Trailers For Sale or Rent

Being a phrequent-pheckin-philm-o-phile, it will come as no surprise that I want the power to determine (accurately and 100% of the time) whether a philm is going to be good, bad, or ugly—just from viewing its trailer. Please take note, dear all-powerful-genie, and grant me this straightforwardly (with no bizarre side-effects, which habitually befall those who've oft been granted greed-based desires*) thank you.

Too many of the philms I watched this summer (because their trailers successfully accomplished what they were designed for) were phalures. I bemoan the money I spent to see: 9, which is the phirst to mind, because the animation was wonderful, but it was the only good; the script was bad and the plot ugly. Cold Souls was a miserable pile of shite (Paul Giamatti was his usual good, everything else was mambo-ugly). Adam was phorgettably bland with a heaping side of unmemorable. 500 Days of Summer was unphortunately mediocre (since I, usually, love both Joseph G.-L. and Zooey D.). And X-Men Origins: Wolverine was jam-pack phull of banality.

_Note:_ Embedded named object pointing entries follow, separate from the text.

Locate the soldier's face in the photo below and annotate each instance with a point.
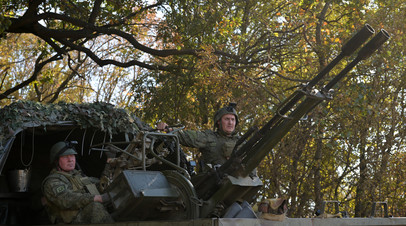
(67, 162)
(228, 123)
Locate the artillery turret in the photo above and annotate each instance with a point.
(149, 178)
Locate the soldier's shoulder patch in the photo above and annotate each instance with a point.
(60, 189)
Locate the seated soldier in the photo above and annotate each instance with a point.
(71, 197)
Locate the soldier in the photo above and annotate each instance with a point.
(71, 197)
(215, 145)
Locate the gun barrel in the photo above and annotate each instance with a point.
(354, 43)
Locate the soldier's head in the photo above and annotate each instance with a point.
(226, 119)
(62, 154)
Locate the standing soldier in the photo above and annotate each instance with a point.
(71, 197)
(215, 145)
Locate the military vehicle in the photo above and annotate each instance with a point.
(150, 179)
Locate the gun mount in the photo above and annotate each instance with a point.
(150, 178)
(223, 184)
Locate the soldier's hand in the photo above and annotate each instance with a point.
(98, 198)
(161, 126)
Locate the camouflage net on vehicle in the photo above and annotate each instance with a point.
(103, 116)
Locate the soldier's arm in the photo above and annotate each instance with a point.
(59, 193)
(194, 139)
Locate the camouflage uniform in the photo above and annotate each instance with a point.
(69, 199)
(215, 146)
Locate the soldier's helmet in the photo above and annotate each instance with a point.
(62, 148)
(230, 109)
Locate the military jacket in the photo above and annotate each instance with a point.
(215, 147)
(66, 194)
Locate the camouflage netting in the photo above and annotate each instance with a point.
(103, 116)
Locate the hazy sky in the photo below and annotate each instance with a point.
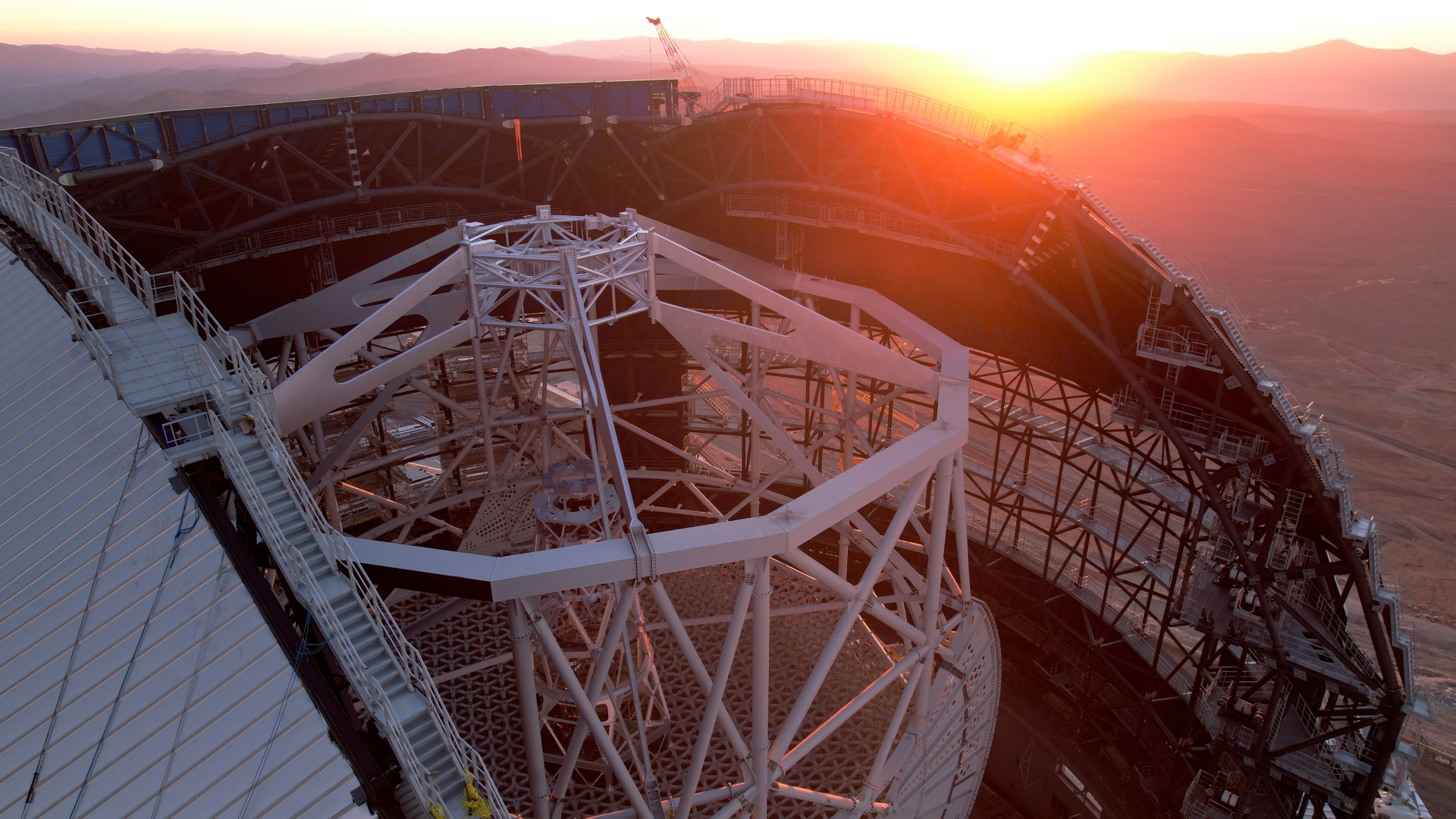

Of course there were those I knew ahead of time were going to only deliver phair-to-middling entertainment, and they lived up to those expectations: Adventureland; Drag Me To Hell; Observe and Report; Land of the Lost and Harry Potter and the Half Blood Prince. Although I don't regret spending the money to see them, I feel slightly guilty recalling my pre-awareness of their empty calories.

Some philms, which may have attracted my phunds (directed-by/acted-in by someone I like, or contained a story/plot-type I normally enjoy) but—because their trailers made me suspect bad-to-ugly—I did not see were: The Time Travelers Wife; Brüno; The Brothers Bloom; Terminator Salvation; Transformers: Revenge of the Fallen; Angels & Demons; and Ice Age: Dawn of the Dinosaurs. I still don't regret not seeing these.

There were a few I chose not to see, but suspect were good—alas, their trailers phailed to hook me: Thirst; In the Loop; Tetro; Ponyo; Battle for Terra; and Rudo y Cursi. I will put these on my see-on-dvd list.

And then there were the good few: Inglorious Basterds; Departures; Moon; Is Anybody There?; The Hurt Locker; and the four I mentioned here.

*As In: Mirror mirror on the door, make my dick touch the floor ... and his legs fell off.

These capitalists generally act harmoniously, and in concert, to fleece the people. — Abraham Lincoln (Not referring to the makers of film-trailers, only because films were, as yet, uninvented.)